You guys, I got banned from Tinder. The only reason I can think of is because I put a link to my blog in the ‘About Me’ section. I guess you’re not allowed to do that. It’s self-promoting. But like, really, do you need to ban someone from Tinder? Couldn’t you just tell her to edit it?
And it really makes me wonder how this happened. Do they have people who do routine checks? Or was I reported? I’m so curious. But I guess I broke their rules. Fair enough. I will accept my consequences.
But if I was reported, I wonder who.
Was it the one guy out of a couple hundred who actually read the Terms and Agreements? (who the hell actually reads them anyway?) Some guy who has dubbed himself the Tinder Police? I bet his Type A personality makes him a real winner.
I wonder if it was that painter (of walls) who got mad at me years ago because I decided I didn’t want to make out with him anymore (we had been planning for awhile). He was constantly texting and Snapping and I found it very annoying so I called it off. He got mad, started swearing at me and calling me a fat cow. I blocked him immediately.
I wonder if he found his way onto Tinder because Plenty of Fish didn’t want him anymore.
I wonder if it was one of my old flames who kept trying to hack into my email but never got the password and locked himself out enough times that Gmail notified me.
(Correction: That happened twice. Two different men).
I wonder if it’s the dude I met on the bus. He gave me his card, I gave him my number. The moment he got off the bus, he proceeded to call me over and over and over again. Somewhere between ten to sixteen times in an hour. Eventually, I had to block him because he wouldn’t stop. When I looked him up online, it turns out he was engaged.
I wonder if it was the dude who talked and talked and talked with me on Bumble but never followed through by asking me out. I knew something was bizarre. When I asked him if he was married or had a girlfriend, he owned up to it, said yeah, and apologized for “leading me on.” I never spoke to him again.
I wonder if it was the dude who was fascinated by my virginity.
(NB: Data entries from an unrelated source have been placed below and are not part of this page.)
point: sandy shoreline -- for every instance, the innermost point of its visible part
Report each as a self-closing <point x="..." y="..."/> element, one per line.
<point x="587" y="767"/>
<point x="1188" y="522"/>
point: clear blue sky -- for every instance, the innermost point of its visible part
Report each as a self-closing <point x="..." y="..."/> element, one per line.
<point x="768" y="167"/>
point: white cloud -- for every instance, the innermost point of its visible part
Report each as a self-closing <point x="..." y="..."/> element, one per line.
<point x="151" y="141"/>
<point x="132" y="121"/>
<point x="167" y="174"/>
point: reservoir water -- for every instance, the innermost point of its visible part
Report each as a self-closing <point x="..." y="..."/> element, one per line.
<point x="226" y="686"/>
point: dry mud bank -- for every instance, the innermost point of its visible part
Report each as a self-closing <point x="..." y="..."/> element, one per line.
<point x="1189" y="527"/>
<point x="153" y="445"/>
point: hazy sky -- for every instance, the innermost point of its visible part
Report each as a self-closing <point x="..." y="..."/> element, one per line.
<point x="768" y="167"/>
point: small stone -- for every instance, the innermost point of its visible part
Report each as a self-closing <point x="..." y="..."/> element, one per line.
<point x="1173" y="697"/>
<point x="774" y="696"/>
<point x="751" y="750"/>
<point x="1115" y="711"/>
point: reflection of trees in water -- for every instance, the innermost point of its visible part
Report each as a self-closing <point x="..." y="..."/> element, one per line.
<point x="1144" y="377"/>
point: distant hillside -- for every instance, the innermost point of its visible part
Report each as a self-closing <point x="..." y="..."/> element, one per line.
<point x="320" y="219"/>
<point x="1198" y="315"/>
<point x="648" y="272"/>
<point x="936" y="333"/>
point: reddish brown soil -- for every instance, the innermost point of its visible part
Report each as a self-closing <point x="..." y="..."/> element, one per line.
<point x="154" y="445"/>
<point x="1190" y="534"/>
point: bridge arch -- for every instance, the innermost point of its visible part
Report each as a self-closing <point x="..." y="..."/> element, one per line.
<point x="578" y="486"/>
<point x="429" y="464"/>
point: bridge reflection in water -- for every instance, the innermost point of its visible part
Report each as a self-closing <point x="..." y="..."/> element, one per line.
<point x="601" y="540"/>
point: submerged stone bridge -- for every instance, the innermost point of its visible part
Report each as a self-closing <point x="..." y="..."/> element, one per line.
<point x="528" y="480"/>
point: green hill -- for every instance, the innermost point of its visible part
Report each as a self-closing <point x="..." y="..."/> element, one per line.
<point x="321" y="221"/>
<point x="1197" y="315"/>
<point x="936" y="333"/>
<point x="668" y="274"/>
Wanted phone calls and pictures and details.
I wonder why I fell for that.
I wonder why I kept texting when he told me he only dates girls who have their nails done for both hands and feet. He won’t date them otherwise. My nails were natural at the time and that’s how it ended. Well, that’s where it should’ve ended but I kept texting him anyway.
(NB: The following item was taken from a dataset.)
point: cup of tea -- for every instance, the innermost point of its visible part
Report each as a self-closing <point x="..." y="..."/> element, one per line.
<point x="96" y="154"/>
I wonder why I fell for that.
I wonder if it was one of the guys I stopped responding to because I was disinterested and distracted.
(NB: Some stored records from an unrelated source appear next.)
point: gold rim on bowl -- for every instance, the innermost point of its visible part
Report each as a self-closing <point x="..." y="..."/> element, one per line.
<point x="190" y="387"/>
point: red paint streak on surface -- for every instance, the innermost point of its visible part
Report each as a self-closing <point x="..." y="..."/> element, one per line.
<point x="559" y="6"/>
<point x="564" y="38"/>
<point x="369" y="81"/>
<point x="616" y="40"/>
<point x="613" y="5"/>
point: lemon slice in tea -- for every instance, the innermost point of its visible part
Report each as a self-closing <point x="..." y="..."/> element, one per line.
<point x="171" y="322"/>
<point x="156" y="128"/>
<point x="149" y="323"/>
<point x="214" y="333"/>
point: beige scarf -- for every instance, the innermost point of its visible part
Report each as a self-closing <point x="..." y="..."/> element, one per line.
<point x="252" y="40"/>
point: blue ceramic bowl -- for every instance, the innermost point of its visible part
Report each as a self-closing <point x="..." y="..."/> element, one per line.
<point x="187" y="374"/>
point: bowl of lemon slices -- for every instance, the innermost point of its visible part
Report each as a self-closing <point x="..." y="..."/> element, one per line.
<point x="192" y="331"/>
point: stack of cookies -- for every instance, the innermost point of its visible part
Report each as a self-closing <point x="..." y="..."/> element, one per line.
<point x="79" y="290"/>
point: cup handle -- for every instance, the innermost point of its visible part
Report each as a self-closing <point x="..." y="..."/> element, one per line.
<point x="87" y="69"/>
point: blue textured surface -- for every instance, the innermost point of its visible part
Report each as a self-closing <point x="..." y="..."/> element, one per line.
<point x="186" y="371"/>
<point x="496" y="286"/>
I wonder if it was the guy in IT who sent me dick pics. Nine inches, he says, and thicc. I said, you just sent me my first dick pic! And promptly unmatched with him.
Hm. You know what? Tinder, you’re right. I am the wrong one. The one who needs to be banned. I truly don’t belong there. Thank you for reminding me of that.
P.S. If you’ve ever wondered why I’m single, please re-read this post. That’s why.